Unos labios que se abren, un
dedo que roza la piel elegida, unos ojos que devoran a otros ojos mientras
miran... “El erotismo es ver la pluma; la pornografía la gallina completa”,
dice Isabel Allende en Afrodita. El
cine de nuestros días lleva inscrito en su argamasa de celuloide el santo y
seña de la sensualidad. Un atavismo escondido en frágiles gestos, apenas
despuntados, que sin embargo llenan con su gozo las sombras de la pantalla. No
es necesario que el cineasta confeccione una prolija muestra de formas de
desear o ser deseado, sino tan sólo que nos enseñe, velado, un trozo del camino
que recorrerán nuestros sentidos. Orson Welles lo supo hacer en su versión
televisiva de Una historia inmortal,
el cuento de Isak Dinesen, la odiseica baronesa que tanto sabía sobre el amor y
sus trampas, y que legó a la posteridad, para deleite de los lectores, el
universo triangular de sus Memorias de
África.
Wells trabaja el texto de
Dinesen con la pericia del cinéfilo devorador de libros, y desnuda del texto lo
inmortal para quedarse, simplemente, con la historia.

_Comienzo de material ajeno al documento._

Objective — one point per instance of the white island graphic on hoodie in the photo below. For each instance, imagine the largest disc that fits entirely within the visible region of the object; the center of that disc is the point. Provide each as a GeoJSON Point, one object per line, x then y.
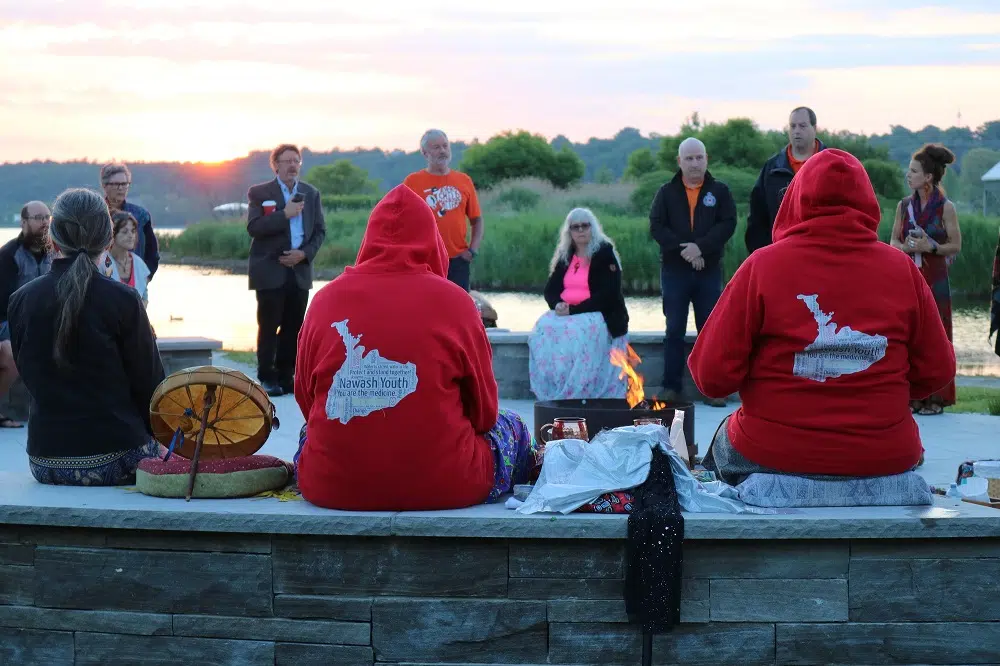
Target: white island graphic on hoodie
{"type": "Point", "coordinates": [366, 383]}
{"type": "Point", "coordinates": [836, 352]}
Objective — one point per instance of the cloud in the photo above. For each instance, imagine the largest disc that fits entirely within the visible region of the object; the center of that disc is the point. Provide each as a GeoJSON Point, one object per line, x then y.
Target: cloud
{"type": "Point", "coordinates": [169, 78]}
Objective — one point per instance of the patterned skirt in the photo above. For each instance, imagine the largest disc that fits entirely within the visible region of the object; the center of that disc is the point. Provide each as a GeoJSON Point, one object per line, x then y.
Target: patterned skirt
{"type": "Point", "coordinates": [569, 357]}
{"type": "Point", "coordinates": [107, 469]}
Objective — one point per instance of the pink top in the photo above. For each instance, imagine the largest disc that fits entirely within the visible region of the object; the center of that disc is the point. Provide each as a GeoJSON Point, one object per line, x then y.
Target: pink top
{"type": "Point", "coordinates": [576, 288]}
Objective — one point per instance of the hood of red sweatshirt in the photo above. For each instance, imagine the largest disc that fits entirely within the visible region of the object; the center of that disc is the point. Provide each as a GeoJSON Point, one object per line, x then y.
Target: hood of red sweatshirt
{"type": "Point", "coordinates": [831, 197]}
{"type": "Point", "coordinates": [402, 237]}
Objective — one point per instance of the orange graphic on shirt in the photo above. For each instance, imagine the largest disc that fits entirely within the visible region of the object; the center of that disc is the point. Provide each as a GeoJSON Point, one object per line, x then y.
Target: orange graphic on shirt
{"type": "Point", "coordinates": [453, 199]}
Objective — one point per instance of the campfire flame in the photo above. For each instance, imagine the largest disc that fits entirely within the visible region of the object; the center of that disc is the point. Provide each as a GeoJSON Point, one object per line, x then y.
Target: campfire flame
{"type": "Point", "coordinates": [636, 393]}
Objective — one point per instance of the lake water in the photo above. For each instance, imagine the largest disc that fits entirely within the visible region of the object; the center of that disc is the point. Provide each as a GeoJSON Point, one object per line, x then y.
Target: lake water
{"type": "Point", "coordinates": [192, 301]}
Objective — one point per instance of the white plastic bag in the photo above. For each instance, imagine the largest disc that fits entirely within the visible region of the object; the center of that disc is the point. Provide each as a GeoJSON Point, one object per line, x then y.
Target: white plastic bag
{"type": "Point", "coordinates": [575, 472]}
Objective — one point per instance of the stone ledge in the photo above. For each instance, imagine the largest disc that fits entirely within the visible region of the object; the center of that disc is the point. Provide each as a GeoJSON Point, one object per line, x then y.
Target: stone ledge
{"type": "Point", "coordinates": [115, 508]}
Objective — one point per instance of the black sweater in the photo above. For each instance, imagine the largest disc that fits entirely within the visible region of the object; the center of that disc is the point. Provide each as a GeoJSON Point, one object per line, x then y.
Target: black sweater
{"type": "Point", "coordinates": [714, 220]}
{"type": "Point", "coordinates": [605, 282]}
{"type": "Point", "coordinates": [101, 403]}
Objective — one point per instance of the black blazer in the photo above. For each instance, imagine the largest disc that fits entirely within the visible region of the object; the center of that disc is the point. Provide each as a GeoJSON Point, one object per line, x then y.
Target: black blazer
{"type": "Point", "coordinates": [714, 220]}
{"type": "Point", "coordinates": [101, 403]}
{"type": "Point", "coordinates": [271, 235]}
{"type": "Point", "coordinates": [766, 196]}
{"type": "Point", "coordinates": [605, 282]}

Porque en el cine lo
inmortal es superfluo y lo que importa es vivir para contarla. En el centro de
la habitación a oscuras, Paul y Virginia son seres de carne y hueso, cuya
realidad apabullante destruye el mito de los amantes pero a la vez lo dulcifica
con una expresividad del todo humana; materializar las palabras del relato
significa singularizar a los héroes y poner rostro a los villanos. En este
plano la imaginación penetra por estrechas rendijas: el realizador poco ágil
hubiera masacrado el original sustituyendo la atmósfera misteriosa y
orientalizante del cuento por el morbo del cuerpo contra cuerpo. Welles, en
cambio, corrió las cortinas y abrió el diafragma de la cámara, para que entrase
sin llamar la luz y dibujara contornos y
convirtiera la realidad en mera copia de otra realidad mayor y superpuesta: la
de mentira. Manos que son pupilas y bocas que son ecos de nombres susurrados
trazan confusamente relieves de amantes gigantescos fuera de los que no existe el
mundo, porque han creado en su alcoba el paraíso. La algarabía del éxtasis no
se extingue, porque al llegar el alba guardan los pliegues de las sábanas el
calor de la noche. Azul como el mar es la esperanza del reencuentro, y no gris
como la vida. La sensación mínima será recordada por la pobre Virginia por el
canto de la caracola, metáfora fósil de un placer nunca antes vivido, de cósmicas
dimensiones.
Es preciso que la imagen
sugiera para no mixtificar la sensualidad y convertirla meramente en sexo, pero
al cine le cuesta sudor y lágrimas no mostrar lo que está contando. El vicio de
la ocultación, que tan bien se le da al cuento ˗el
escritor escamotea para que el lector imagine˗ no va
mucho con los modos de narrar del séptimo de los artes. De ahí el doble mérito
de Welles al elegir a Dinesen como su cicerone literaria por los vericuetos de
la erótica: toma la pluma mojada en tinta y mata de un plumazo a baronesa y a
gallina.
¡Qué calor hace esta noche!
Mejor irse quitando la ropa... ¿Vamos?